De nouvelles prestations de congé parental payé sont proposées aux parents : de cinq à huit semaines de congé supplémentaire pourraient être prises par le père ou l’autre parent non biologique.

Mais les familles peuvent-elles se permettre de profiter de la prestation parentale partagée?

L’objectif est d’encourager plus d’hommes à prendre un congé parental, afin de réduire les obstacles à l’égalité entre les sexes sur le marché du travail. C’est ce qu’a expliqué Jean-Yves Duclos, ministre fédéral de la Famille, des Enfants et du Développement social, lors de la conférence de presse organisée récemment pour le lancement du programme.

Les modalités de la prestation parentale partagée sont semblables à celles qui sont en vigueur au Québec depuis 2006, où la prestation équivaut à 70 % du revenu du père pour un maximum de cinq semaines, entre autres.

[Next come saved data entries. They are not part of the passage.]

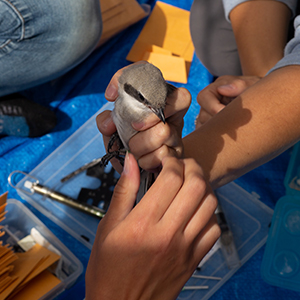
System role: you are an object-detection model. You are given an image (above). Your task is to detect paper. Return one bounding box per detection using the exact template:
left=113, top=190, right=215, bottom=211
left=0, top=193, right=61, bottom=300
left=126, top=1, right=194, bottom=83
left=98, top=0, right=147, bottom=46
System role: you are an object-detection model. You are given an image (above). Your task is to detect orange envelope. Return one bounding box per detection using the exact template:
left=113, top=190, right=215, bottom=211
left=126, top=1, right=194, bottom=83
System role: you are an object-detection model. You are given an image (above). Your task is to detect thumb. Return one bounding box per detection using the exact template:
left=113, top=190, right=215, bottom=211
left=105, top=152, right=140, bottom=223
left=217, top=80, right=247, bottom=97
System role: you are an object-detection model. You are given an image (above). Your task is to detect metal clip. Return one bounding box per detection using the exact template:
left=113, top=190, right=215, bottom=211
left=8, top=171, right=106, bottom=218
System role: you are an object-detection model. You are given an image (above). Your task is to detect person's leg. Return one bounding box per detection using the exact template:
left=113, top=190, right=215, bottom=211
left=0, top=0, right=102, bottom=137
left=190, top=0, right=242, bottom=76
left=0, top=0, right=102, bottom=96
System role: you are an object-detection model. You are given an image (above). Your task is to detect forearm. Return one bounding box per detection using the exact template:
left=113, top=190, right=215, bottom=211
left=229, top=0, right=291, bottom=77
left=183, top=66, right=300, bottom=188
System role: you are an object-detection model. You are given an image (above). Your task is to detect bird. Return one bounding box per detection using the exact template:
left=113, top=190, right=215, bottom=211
left=61, top=62, right=177, bottom=203
left=102, top=62, right=176, bottom=203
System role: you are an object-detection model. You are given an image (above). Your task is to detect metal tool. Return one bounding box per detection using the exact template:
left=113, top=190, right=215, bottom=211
left=216, top=204, right=241, bottom=269
left=8, top=171, right=106, bottom=218
left=60, top=157, right=102, bottom=182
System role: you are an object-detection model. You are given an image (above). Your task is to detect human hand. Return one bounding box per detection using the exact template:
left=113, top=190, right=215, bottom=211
left=97, top=62, right=191, bottom=173
left=86, top=153, right=220, bottom=300
left=196, top=75, right=261, bottom=128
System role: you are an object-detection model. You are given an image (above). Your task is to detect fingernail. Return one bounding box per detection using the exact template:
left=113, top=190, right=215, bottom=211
left=219, top=84, right=235, bottom=90
left=105, top=84, right=118, bottom=100
left=131, top=122, right=145, bottom=131
left=123, top=151, right=130, bottom=175
left=102, top=115, right=113, bottom=128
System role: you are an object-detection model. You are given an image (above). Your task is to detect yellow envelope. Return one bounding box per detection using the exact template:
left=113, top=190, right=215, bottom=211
left=126, top=1, right=194, bottom=83
left=98, top=0, right=147, bottom=46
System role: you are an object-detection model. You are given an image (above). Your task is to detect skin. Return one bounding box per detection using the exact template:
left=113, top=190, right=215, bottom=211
left=85, top=153, right=220, bottom=300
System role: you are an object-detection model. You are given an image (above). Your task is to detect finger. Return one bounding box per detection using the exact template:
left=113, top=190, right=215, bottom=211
left=138, top=145, right=182, bottom=172
left=104, top=61, right=146, bottom=101
left=135, top=157, right=184, bottom=222
left=197, top=108, right=213, bottom=125
left=184, top=188, right=218, bottom=241
left=164, top=159, right=211, bottom=232
left=194, top=215, right=221, bottom=265
left=165, top=88, right=192, bottom=122
left=105, top=152, right=140, bottom=224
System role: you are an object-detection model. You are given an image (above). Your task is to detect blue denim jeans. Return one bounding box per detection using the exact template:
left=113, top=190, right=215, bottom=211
left=0, top=0, right=102, bottom=96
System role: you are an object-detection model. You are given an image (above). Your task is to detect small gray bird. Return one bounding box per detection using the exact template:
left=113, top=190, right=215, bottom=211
left=103, top=63, right=176, bottom=202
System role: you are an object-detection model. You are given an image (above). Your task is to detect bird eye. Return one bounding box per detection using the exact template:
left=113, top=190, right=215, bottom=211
left=138, top=92, right=145, bottom=101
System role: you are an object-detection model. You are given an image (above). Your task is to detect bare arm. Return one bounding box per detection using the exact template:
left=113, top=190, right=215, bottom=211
left=183, top=66, right=300, bottom=188
left=229, top=0, right=291, bottom=77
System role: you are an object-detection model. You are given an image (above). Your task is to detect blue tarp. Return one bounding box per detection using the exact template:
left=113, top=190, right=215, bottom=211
left=0, top=0, right=300, bottom=300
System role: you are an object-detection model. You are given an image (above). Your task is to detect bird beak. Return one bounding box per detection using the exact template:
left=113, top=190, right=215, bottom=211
left=152, top=108, right=166, bottom=124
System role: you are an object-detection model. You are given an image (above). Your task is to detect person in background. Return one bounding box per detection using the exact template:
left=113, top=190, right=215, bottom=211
left=0, top=0, right=102, bottom=137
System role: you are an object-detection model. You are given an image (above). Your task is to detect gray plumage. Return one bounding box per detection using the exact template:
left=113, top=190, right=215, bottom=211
left=112, top=63, right=176, bottom=203
left=112, top=63, right=175, bottom=149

Selon Statistique Canada, 86 % des papas québécois ont demandé ou avaient l’intention de demander un congé parental en 2015, contre 12 % des pères dans le reste du Canada.

NOUVELLES OPTIONS DE CONGÉ

La nouvelle prestation parentale partagée est offerte aux parents d’un enfant né ou adopté le 17 mars 2019 ou après, et qui souhaitent se partager le congé parental. Les deux parents doivent toutefois choisir la même option de congé (congé standard ou congé prolongé).

Dans le cas d’un congé parental standard, voici les avantages qu’offre la nouvelle option de partage des prestations :

  • Augmentation du nombre de semaines de congé, qui passe de 35 à 40; le deuxième parent doit prendre au moins 5 semaines
  • Prestation équivalant à 55 % du salaire du deuxième parent, pendant un maximum de cinq semaines

... et dans le cas d’un congé parental prolongé :

  • Augmentation du nombre de semaines de congé, qui passe de 61 à 69; le deuxième parent doit prendre au moins 8 semaines
  • Prestation équivalant à 33 % du salaire du deuxième parent, pendant un maximum de huit semaines

CONGÉ PARENTAL, ENTRE DÉSIR ET RÉALITÉ

Pour les couples non admissibles à un congé parental (soit 38 % des mères des provinces autres que le Québec, selon une étude menée en 2016), il arrive que le parent fasse une demande de prestations d’aide sociale au provincial. L’accès aux prestations dépend alors des attentes d’employabilité; d’autres parents choisiront d’assumer eux-mêmes le manque à gagner associé à la prise d’un congé parental non rémunéré.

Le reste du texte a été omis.